Re: Industry
Victim blaming! Drink!
Imagine a world in which it was necessary to put steel plates over your doors and windows and to defend your home and business from highly funded and sophisticated attackers at every turn, where the price of doing business was having not just security guards but elite defenders skilled in analyzing and protecting against every sort of physical intrusion, whether brute force or subtle infiltration.
In fact, as luck would have it, a gang of thieves has broken into a couple of businesses near me and uprooted the ATMs, which were bolted to the floor, in order to crack them open and take the money inside. I suppose, by your reasoning, those business owners deserve everything they got and, indeed, should be driven through the streets in humiliation and deprived of their livelihoods altogether, just because what they thought were reasonable security precautions turned out to be insufficient.

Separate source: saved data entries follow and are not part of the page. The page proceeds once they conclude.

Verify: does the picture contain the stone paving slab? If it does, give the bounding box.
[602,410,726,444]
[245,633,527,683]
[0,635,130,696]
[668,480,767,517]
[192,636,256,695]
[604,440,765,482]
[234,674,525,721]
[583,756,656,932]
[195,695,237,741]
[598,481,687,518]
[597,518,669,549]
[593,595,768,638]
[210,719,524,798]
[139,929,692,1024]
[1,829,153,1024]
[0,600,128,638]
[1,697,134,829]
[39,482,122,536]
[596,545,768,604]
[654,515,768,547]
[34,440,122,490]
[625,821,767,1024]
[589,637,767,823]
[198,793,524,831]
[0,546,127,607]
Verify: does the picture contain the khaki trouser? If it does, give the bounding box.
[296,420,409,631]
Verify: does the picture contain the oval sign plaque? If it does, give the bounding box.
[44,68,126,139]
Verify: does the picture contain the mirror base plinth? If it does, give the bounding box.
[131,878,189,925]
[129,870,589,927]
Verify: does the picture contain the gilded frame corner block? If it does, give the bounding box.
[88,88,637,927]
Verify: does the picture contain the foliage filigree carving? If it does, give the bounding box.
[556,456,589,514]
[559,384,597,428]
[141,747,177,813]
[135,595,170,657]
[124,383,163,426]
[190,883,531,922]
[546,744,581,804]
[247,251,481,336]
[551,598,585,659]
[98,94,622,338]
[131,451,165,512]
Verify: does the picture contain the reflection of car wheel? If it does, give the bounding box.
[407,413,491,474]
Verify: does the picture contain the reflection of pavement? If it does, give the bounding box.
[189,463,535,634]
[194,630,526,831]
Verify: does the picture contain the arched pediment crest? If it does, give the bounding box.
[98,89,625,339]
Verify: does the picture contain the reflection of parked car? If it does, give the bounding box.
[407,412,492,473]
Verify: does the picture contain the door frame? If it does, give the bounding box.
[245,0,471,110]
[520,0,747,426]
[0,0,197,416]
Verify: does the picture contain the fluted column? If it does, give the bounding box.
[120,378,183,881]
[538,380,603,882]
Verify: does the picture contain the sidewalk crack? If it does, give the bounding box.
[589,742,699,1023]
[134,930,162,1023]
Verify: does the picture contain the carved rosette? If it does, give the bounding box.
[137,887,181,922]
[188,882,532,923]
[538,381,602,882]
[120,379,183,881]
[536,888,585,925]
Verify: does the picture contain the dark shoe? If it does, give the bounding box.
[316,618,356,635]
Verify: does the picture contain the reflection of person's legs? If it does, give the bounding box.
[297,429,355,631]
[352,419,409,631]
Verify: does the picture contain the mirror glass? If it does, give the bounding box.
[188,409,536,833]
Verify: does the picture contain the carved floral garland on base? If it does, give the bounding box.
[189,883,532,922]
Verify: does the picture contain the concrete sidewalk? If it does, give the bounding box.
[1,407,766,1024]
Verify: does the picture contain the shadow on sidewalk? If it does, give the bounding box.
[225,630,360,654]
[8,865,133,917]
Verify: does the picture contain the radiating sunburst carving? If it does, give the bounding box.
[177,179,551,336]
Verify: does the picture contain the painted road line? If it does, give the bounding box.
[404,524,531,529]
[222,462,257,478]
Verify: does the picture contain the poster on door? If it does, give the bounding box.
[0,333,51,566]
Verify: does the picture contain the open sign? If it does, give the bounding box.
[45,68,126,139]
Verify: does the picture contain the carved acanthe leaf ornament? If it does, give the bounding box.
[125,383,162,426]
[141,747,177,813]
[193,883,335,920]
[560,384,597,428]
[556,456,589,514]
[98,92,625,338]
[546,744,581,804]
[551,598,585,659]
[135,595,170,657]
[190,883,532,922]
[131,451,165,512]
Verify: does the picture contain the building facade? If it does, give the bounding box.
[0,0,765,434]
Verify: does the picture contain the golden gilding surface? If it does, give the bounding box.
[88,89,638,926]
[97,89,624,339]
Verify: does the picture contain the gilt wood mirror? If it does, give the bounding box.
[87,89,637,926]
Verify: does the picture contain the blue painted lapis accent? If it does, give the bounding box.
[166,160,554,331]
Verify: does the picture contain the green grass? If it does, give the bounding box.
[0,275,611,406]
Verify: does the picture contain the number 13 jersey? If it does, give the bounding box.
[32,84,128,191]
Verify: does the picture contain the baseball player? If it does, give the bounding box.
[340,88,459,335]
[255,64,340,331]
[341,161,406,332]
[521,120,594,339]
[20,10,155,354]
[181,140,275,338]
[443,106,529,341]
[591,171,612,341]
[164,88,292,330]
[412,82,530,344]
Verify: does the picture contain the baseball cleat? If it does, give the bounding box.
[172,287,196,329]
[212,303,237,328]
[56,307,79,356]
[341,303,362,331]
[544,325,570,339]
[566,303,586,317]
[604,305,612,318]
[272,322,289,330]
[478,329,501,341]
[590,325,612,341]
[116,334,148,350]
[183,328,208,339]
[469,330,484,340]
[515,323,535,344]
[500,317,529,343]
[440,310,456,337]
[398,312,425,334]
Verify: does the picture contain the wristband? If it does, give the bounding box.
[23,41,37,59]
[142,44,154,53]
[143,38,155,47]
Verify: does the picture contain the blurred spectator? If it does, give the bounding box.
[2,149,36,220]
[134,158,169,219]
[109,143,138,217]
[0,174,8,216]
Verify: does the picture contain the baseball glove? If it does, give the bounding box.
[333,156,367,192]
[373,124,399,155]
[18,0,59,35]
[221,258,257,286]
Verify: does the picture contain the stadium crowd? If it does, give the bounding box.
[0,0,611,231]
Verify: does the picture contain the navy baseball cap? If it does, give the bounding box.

In reality, businesses face a rapidly evolving threat landscape, one in which adversaries have huge resources andessentially infinite time in which to plan their attacks, and in which they only have to succeed in finding one weak point, whether human or technological, to gain a foothold in a network. For most businesses, good enough is good enough until it isn't, at which point it's very easy to apply hindsight and say what should have been done. Actually securing a business with a significant technology base against all possible threats is incredibly difficult, expensive, and time-consuming, and justifying those efforts when balanced against the core business can be challenging if the business has never been attacked.
In short, I find your perspective naive and ignorant. I hope you are one day the victim of cyber-attack or, indeed, other crime, and instead of getting help, you are publicly shamed and humiliated.